The Second Circuit held that under the common law, in cases involving a sovereign’s commercial activities, a court must defer to the Executive Branch’s determination as to whether a party should be afforded foreign sovereign immunity. That deference applies regardless of whether the Executive seeks to grant or, as in this case, deny immunity, and also applies equally to criminal and civil cases. Specifically, the Second Circuit held that there is no basis in the common law to conclude that a foreign state-owned corporation is absolutely immune from prosecution for alleged criminal conduct related to its commercial activities.[3]
The Second Circuit began its analysis with the principle established in the Supreme Court’s 1812 opinion in Schooner Exchange that common law sovereign immunity is based on the Executive’s consent to waive part of its complete exclusive territorial jurisdiction.[4] Recognizing that foreign sovereign immunity was a “matter of grace and comity on the part of the United States,” courts consistently deferred immunity decisions to the political branches—in particular the Executive Branch—and for many years the Executive Branch followed a policy of requesting immunity in all actions against friendly sovereigns.[5]
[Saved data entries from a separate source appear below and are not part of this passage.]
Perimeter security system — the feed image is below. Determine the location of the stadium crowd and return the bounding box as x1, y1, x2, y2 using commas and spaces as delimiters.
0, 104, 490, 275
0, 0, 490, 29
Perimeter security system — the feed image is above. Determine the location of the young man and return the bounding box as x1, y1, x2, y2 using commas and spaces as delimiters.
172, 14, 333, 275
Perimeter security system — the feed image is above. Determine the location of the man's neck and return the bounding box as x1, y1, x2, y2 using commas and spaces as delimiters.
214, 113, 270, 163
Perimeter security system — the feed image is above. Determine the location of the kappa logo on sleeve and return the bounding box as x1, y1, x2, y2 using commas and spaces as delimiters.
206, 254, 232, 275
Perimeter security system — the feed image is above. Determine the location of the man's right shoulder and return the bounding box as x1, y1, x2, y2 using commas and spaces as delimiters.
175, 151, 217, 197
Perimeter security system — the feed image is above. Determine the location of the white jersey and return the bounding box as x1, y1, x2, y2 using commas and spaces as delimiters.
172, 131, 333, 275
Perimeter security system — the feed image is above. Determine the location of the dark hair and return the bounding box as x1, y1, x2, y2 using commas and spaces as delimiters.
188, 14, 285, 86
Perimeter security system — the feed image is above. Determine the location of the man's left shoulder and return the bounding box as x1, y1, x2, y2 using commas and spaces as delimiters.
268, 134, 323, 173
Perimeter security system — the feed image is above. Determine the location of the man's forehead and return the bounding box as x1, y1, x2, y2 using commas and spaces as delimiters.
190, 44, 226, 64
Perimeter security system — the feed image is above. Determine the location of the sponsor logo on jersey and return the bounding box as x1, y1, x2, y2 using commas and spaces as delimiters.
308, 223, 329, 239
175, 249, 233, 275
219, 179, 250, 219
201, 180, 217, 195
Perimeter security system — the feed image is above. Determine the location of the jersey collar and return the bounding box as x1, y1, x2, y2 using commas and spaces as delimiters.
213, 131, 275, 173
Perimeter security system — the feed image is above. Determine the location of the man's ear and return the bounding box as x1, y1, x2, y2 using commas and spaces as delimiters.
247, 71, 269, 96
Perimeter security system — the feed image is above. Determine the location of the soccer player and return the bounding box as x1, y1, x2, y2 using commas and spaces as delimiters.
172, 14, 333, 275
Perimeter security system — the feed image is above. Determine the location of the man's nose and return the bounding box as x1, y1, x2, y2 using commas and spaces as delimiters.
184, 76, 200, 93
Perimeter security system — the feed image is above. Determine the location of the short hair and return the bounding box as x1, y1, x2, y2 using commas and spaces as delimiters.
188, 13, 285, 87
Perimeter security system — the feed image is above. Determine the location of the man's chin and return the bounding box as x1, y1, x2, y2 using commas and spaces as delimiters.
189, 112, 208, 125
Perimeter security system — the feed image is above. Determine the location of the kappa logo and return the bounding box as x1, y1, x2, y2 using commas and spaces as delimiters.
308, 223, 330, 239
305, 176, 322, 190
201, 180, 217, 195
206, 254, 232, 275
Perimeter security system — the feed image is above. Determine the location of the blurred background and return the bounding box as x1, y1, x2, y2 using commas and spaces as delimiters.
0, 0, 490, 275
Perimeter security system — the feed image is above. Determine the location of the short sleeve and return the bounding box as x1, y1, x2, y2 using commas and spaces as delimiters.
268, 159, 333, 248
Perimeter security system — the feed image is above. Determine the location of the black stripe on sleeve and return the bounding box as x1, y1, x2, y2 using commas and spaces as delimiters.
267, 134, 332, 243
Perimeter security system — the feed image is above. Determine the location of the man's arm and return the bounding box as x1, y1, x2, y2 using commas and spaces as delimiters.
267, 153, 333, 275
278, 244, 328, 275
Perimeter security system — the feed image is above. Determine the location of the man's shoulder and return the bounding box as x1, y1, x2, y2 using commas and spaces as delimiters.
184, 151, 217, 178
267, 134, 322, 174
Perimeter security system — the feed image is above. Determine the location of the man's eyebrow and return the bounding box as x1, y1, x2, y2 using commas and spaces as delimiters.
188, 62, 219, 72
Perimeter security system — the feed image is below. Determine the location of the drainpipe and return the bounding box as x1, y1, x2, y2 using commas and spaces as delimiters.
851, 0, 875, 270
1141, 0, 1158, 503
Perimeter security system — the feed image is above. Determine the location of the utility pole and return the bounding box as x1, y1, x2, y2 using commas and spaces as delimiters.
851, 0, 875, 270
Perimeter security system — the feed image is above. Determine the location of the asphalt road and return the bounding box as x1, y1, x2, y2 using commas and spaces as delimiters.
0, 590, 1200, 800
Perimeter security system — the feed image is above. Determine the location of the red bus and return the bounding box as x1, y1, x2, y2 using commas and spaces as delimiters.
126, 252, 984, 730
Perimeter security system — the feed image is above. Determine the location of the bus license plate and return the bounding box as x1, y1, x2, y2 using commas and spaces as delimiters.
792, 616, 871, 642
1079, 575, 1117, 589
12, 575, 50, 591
That policy changed in 1952 when the State Department announced that it would begin to follow the “restrictive” theory of foreign sovereign immunity, which was confined to suits involving the foreign sovereign’s public acts and did not extend to a foreign state’s “strictly commercial acts.”[6] The Supreme Court recognized the change in the State Department’s policy “had little, if any, impact on federal courts’ approach to immunity analyses.” The Executive Branch continued to bear the initial responsibility of deciding questions of sovereign immunity and courts continued to abide by suggestions of immunity from the Executive Branch.[7] And where there was no communication from the Executive about a particular case, the court would decide whether it was the established policy of the Executive to recognize claims of immunity of this type.[8]
With these principles in mind, the Second Circuit held that the federal criminal prosecution of Halkbank reflected the Executive’s determination that foreign sovereign immunity is not warranted in this case.[9] In deciding to bring federal criminal charges against Halkbank, whose majority shareholder is the Government of Turkey, the Executive Branch assessed the prosecution’s impact on the United States’ relationship with Turkey, concluded that foreign policy concerns should not bar the action, and determined that Halkbank is not entitled to sovereign immunity for the conduct at issue. The Second Circuit held that the deference afforded at common law applies to decisions to grant and deny sovereign immunity and extends to both civil and criminal cases.[10]
In short, here, by the indictment of Halkbank by the Department of Justice, the Executive made a decision to deny Halkbank sovereign immunity, and the courts must defer to the Executive’s determination, in this case where its commercial activities are at issue.
The Second Circuit rejected Halkbank’s argument that corporations owned and controlled by a foreign state are absolutely immune from prosecution under common law, noting that courts applying common law sovereign immunity have long distinguished between the immunity afforded to the foreign state and to the entities that it owns.[11] Where courts extended immunity to state-owned corporations, they emphasized that those entities typically performed governmental functions. And after the Executive Branch adopted the restrictive theory, the immunity inquiry focused on whether the “activity in question” was a “strictly public or political act” or “more of the character of a private commercial act.”[12] The Second Circuit found that the criminal cases upon which Halkbank relied did not address the issue of common law immunity for a state-owned corporation for its commercial activity, and Halkbank failed to cite any cases holding that immunity exists for such activity.[13]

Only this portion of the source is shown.